Another important aspect of the spectrum of APOL1-associated kidney diseases includes its multiple histologic variants. The search for major nephropathy variants was initially driven by the marked familial clustering of ESRD, particularly that seen in African American families (49). In the early 1990s, it was appreciated that they were a unique population group, because single families often clustered multiple etiologies of ESRD. This finding suggested the presence of an overarching nephropathy susceptibility allele coupled with different interactive factors (50). Some 20 years later, APOL1 was identified on the basis of a combination of admixture mapping and subsequent fine mapping of the linked region. It is clear that idiopathic FSGS and HIVAN (FSGS and collapsing variant) are the cornerstones of this spectrum, likely with different inciting factors, and that many patients of FGGS with low-level proteinuria represent additional manifestations of APOL1-mediated kidney disease (51,52). Other nondiabetic nephropathies, which fill in the majority of the spectrum, include severe and progressive LN and sickle-cell nephropathy (22,24,25). The pleiotropic glomerular, vascular, and tubule interstitial histopathologic features also support different modifying factors: HIV in collapsing FSGS, antinuclear antibodies in LN, and sickled red blood cells in sickle-cell nephropathy. Major modifying factors for FSGS and FGGS remain to be identified. A recent study has suggested the association of the G1 and G2 APOL1 risk variants with adverse cardiovascular outcomes independent of CKD (53). Additional analysis of these datasets and other available datasets should clarify whether this finding represents an association that is, indeed, independent of kidney involvement and whether a different set of modifying factors is involved. Taken together, it is likely that other as-yet-undetected factors affect the spectrum of kidney disease and related disorders in this APOL1 risk association spectrum.
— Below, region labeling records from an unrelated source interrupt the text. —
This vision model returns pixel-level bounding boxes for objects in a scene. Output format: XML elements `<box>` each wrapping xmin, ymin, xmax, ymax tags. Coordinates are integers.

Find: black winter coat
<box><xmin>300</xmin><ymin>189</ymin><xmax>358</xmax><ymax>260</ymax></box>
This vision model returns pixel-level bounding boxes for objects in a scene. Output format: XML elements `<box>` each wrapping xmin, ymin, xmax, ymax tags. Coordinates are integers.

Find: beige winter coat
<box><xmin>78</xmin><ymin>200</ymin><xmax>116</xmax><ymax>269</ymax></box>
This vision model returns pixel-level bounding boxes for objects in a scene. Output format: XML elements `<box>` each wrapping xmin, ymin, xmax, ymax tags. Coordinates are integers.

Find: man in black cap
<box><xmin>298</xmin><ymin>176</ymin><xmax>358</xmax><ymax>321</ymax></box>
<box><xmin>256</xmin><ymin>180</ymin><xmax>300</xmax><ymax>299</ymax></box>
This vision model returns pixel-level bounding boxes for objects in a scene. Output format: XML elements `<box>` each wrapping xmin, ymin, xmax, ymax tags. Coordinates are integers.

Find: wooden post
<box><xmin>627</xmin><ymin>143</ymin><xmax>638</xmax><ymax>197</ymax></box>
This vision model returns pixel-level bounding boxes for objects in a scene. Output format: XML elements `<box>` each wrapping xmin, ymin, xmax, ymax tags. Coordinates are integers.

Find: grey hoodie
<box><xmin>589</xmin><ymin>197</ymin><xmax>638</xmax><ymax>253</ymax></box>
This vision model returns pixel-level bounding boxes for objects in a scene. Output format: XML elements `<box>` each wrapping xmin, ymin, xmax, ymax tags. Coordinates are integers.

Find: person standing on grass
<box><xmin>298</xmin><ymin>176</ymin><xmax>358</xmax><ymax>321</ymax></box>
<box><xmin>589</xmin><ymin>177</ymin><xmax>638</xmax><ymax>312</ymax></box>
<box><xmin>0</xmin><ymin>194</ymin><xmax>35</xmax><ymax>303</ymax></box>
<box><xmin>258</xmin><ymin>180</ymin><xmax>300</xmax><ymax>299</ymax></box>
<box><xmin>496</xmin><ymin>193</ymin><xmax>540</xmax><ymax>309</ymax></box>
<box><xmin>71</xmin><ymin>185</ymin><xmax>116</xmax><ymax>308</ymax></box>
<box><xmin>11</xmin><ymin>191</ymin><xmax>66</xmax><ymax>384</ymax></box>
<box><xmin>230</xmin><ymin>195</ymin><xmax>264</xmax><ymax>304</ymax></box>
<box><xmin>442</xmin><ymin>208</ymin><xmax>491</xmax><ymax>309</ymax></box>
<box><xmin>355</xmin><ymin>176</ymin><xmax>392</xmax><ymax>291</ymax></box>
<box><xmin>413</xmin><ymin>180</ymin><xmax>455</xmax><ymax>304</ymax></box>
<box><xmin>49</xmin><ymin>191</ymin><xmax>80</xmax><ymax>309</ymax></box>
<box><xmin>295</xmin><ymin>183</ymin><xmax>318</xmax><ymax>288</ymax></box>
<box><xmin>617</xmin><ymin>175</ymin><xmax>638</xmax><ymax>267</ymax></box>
HIV Infection: The Prototype Environmental Modifier of APOL1-Mediated Disease

HIVAN was initially thought to result from environmental exposure to retroviral infection (54). The marked familial aggregation of HIVAN in African American families, akin to that seen in hypertension-attributed ESRD and LN ESRD, was surprising (49,55,56). Moreover, relatives of index patients with HIVAN who had ESRD uniformly lacked HIV infection; they had other etiologies of ESRD. It is now appreciated that untreated or undertreated HIV-infected individuals with two APOL1 risk alleles are destined to experience inexorable rapid progression of HIVAN, which can be abrogated with appropriate antiretroviral therapy (46,47). In contrast, HIV-infected individuals whose APOL1 genotype status is nonrisk at both parental alleles are protected from this form of CKD, even when systemic viral replication is not controlled, although they may develop HIV immune complex nephropathy, a disorder unrelated to APOL1.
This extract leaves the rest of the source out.